Rural Society in Southeast India

August 22, 2022 [books] #india #ethnography #reviews #thanjavur

Book: Rural Society in Southeast India
Author: Kathleen Gough

This is a fascinating ethnographic study of two very rural, small villages in Thanjavur from early 1950s, one Brahmin dominated and the other mainly Non-Brahmin. These are Kumbapettai and Kirippur, respectively. It's effectively a snapshot of a society in rapid transition, a world that doesn't exist any more. There's horrifying feudal justice in Kumbapettai, with the parties preferring to not involve the police and the law. Kathleen Gough - a Marxist - chalks most of it down to class conflict. It's always the landed folks administering what passes as justice on the landless. When conflicts happen between the Brahmins and other landed castes, the Brahmins find themselves unable to enforce any sort of "justice". The police is bribed in all cases. It's interesting to note that there were more caste conflicts and aggression in Kirippur, because it was not a "traditional" village with a clearly defined caste hierarchy (half the families migrated to the village in the preceding century). This means that there was constant competition and bickering among the largest groups - the Padaiyacchis, Naidus, and Sengunda Mudaliars - for authority and status. Women in both the villages get a raw deal. Kumbapettai is mainly illiterate, but with a number of houses empty and the owners having transitioned to urban life in the city. Kirippur has a much higher literacy rate among both men and women.

The jatis, low or high, are not agency-less automatons carrying out their prescribed role. They are also not necessarily heroic transgressors of injustice they are subjected to. Fortunes change with arrival of modernity. The agents of change are both education and travel (migration correlates to less rigidity in some practices), and electoral politics - the Communists, DK and Congress. The landlords, unsurprisingly, prefer the Congress. As an aside, Kathleen Gough uses the quaint term "Harijans" to refer to the groups that now call themselves Dalits. Given the care with which she writes about various castes, I doubt that she would have used that term if she regarded it as patronizing. This makes me wonder, did these groups call themselves Harijans at the time of writing?

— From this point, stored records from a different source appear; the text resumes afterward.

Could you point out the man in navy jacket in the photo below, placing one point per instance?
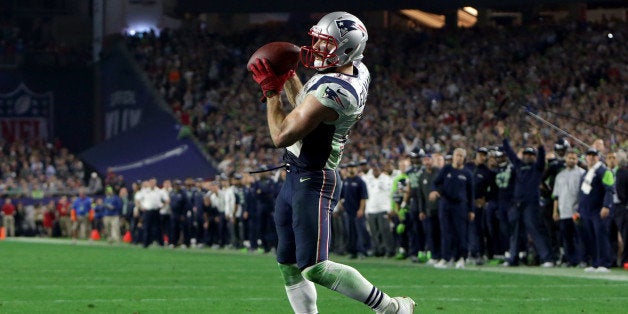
(528, 174)
(596, 200)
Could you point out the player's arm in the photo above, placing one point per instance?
(292, 87)
(286, 129)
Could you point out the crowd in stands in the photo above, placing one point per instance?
(431, 92)
(433, 89)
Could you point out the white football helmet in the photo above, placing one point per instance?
(337, 39)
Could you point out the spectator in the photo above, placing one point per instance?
(8, 217)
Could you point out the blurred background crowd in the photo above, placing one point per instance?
(431, 91)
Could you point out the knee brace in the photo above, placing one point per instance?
(291, 274)
(325, 273)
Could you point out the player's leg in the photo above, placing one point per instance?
(312, 203)
(301, 292)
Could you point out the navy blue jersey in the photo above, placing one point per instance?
(482, 179)
(346, 94)
(528, 176)
(455, 186)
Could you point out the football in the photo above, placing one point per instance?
(282, 56)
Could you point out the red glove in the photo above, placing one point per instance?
(270, 83)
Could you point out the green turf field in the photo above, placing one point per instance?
(54, 276)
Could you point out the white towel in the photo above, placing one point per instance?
(588, 178)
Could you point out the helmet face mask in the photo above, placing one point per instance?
(337, 39)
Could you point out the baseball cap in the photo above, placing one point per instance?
(592, 151)
(482, 150)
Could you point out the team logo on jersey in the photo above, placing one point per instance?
(346, 26)
(331, 94)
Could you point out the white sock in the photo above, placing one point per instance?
(302, 297)
(348, 281)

Kathleen Gough is unafraid of presenting her political opinions, and is a committed and concerned social scientist. As she says in the beginning of the book:

"Both there and in Kerala, I came to feel that the ruling Congress party would not make the radical, let alone revolutionary changes that were needed to improve the lot of common people, and that the Communist Party had policies that were more likely to bring these changes about . . . especially after living in Kirippur, I felt that the Communists were essentially correct in their analysis of agrarian problems and that they are the only party that truly sought the welfare of the most downtrodden.”

While I do not find myself persuaded by her analysis of an entire millennium of Thanjavur history through Marxist modes of production, this is an excellent ethnographic survey, with an overview of various castes involved in agriculture in two very different environments, and some insights on the influence of the environment on prevailing social structures.